Git is good for devs, but here are 5 tips on making the transition

Adopting the the collaborative git platform, reduces many of the pains of software development, and ultimately gives your team a competitive advantage. Companies and organizations ranging from the likes of Nordstrom, Zillow, and Orbitz to NASA have adopted git for their software development. But moving to git can be a real pain, so after our team made the transition we came up with five tips to ease the initial learning and migration pains teams often experience on the way to becoming a more productive and efficient development team.

But first–what exactly is this git you’ve been hearing your developers rave about? Git is a free and open source Distributed Version Control System that allows teams to collaborate on software projects of all sizes. Its core functionality helps track code changes, tag and manage your releases, as well as share and store software repositories in a distributed fashion.
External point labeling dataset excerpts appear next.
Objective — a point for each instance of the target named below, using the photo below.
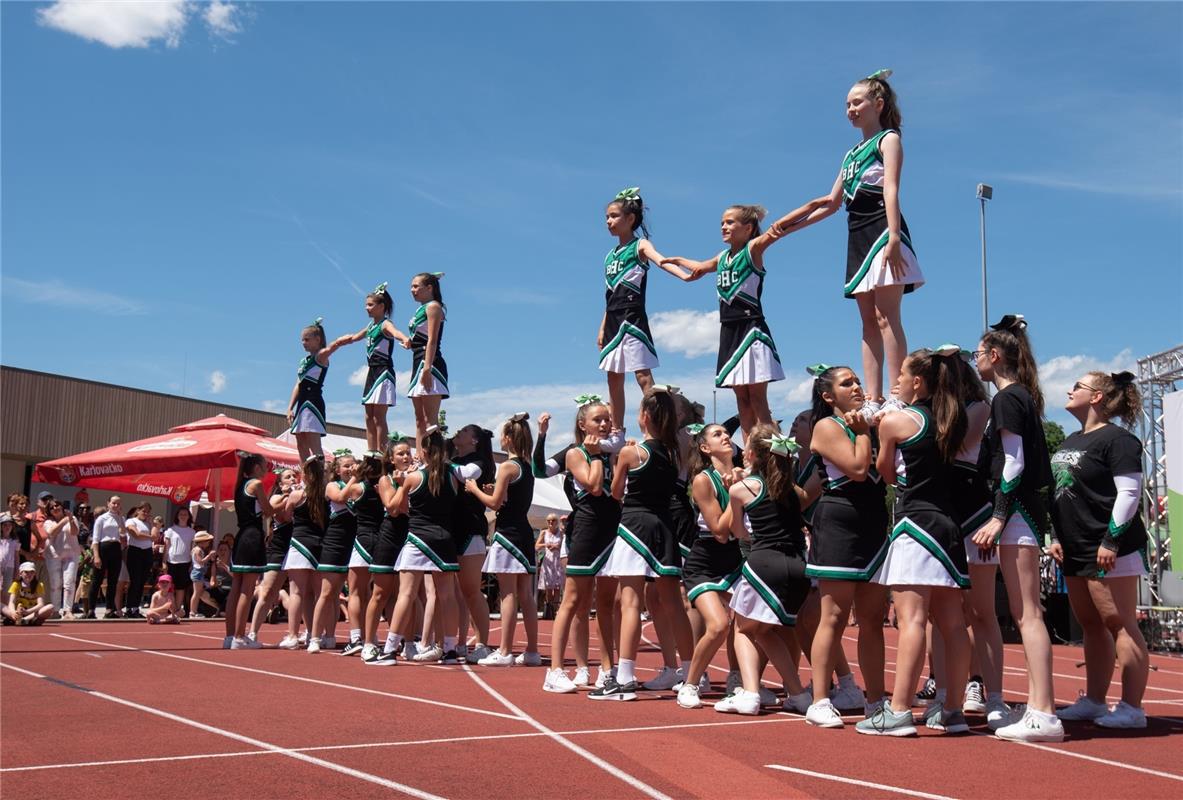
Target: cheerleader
(849, 540)
(771, 585)
(249, 559)
(392, 535)
(748, 357)
(625, 341)
(595, 515)
(925, 562)
(1015, 462)
(309, 514)
(473, 444)
(428, 378)
(880, 263)
(511, 556)
(277, 548)
(431, 494)
(369, 513)
(712, 566)
(379, 392)
(646, 546)
(1101, 543)
(342, 492)
(305, 410)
Git is the next generation contender of traditional version control systems like Subversion, CVS, Perforce, or ClearCase, that’s quickly becoming the de-facto standard for modern source code collaboration. Its popularity stems in part from its ability to dramatically improve several areas of the software development process. Examples include:

  • Gaining a tangible work-speed boost thanks to local clones, powerful context switching capabilities, and the raw speed of git.
  • Freedom to implement different workflows, feature-based development branches, simplification of integration, and release management to smooth out rough edges for the entire team.
  • Core security features like cryptographically validated chain of commits, commits sign-off, and release signing that lets IT and ops teams sleep soundly.
  • Git, the technology, also has huge open source mindshare.

But everything that changes the old way of doing things comes with pains inherent in innovation and learning. How can you move through the adoption phase and reach full productivity in the shortest time?

  1. Lay out a migration plan using small steps.Git brings to the table many new concepts and capabilities. Naturally, those take time to be absorbed and adopted proficiently within an organization, so take a gradual approach.
    • Start by cloning the repository into git, but keep everyone working on the older system.
    • Later, transfer your continuous integration and deployment setup to the git remote repository while developers keep working on the old version control system.
    • Finally, switch developers’ daily work to the new git repository. Jonathon Creenaune explained this process extensively.
  2. Start from a familiar workflow, then evolve it:Start with a workflow similar to your current process. If your team is used to committing everything to the trunk, have them commit their fixes to the equivalent git branch (master) and wait before adopting a more advanced branching model. After the team is comfortable with the basics, incorporate bits of process innovation like feature-based development, where each new feature or bug fix gets its own branch. Then, start requiring pull requests as a low-friction code review step.
  3. Make your life easier with awesome tooling: Migration tooling has evolved. You can certainly use the basic git-svn command to perform the first conversion to git, and here is some very detailed migration info for this. Just keep in mind that the initial checkout/clone process can take a long time if you have a history that spans years. For example, migrating our JIRA code-base from Subversion to git using git-svn took three days. More recently, tools like subgit have emerged to simplify the process of migrating from Subversion to git. I encourage you to have a look.
  4. Have a champion:It helps if one or more colleagues are “Git Champions”, or people already familiar with git who can be a resource during the initial months of adoption. They can answer basic usage questions, workflow questions, notify the team of cut-over dates, and give hands-on demonstrations. For context, empirically acquiring the new mental model and a good level of proficiency took our teams between two to six weeks, and having a champion helped us in that transition.
  5. Tweak workflows to increase your efficiency:Choose a branching model that matches your software business. If you have regular product releases and need to maintain older legacy versions, keep the master branch in an alpha state and maintain several stable branches. If you have a continuous delivery setup, then keep master as your production branch and keep a long-running development branch where all planned features are branched from. Also, consider whether you want to work with a single central repository or if you want to adopt forks. In general, a single repository is easy to work with, and provides most of what a team needs, but there are situations where forks might be useful. Why fork? Because you can guard core components but encourage innovation and adoption, organize cross-department collaboration and streamline interaction with external contractors or developers.

Sometimes just making the decision to adopt a new technology is the hardest part. With git, you can start with a project before migrating a whole code base giving your team the opportunity to see all the benefits of distributed version control before moving all your projects over. It’s worth the test.

Giancarlo Lionetti is a group product manager for developer tools at Atlassian.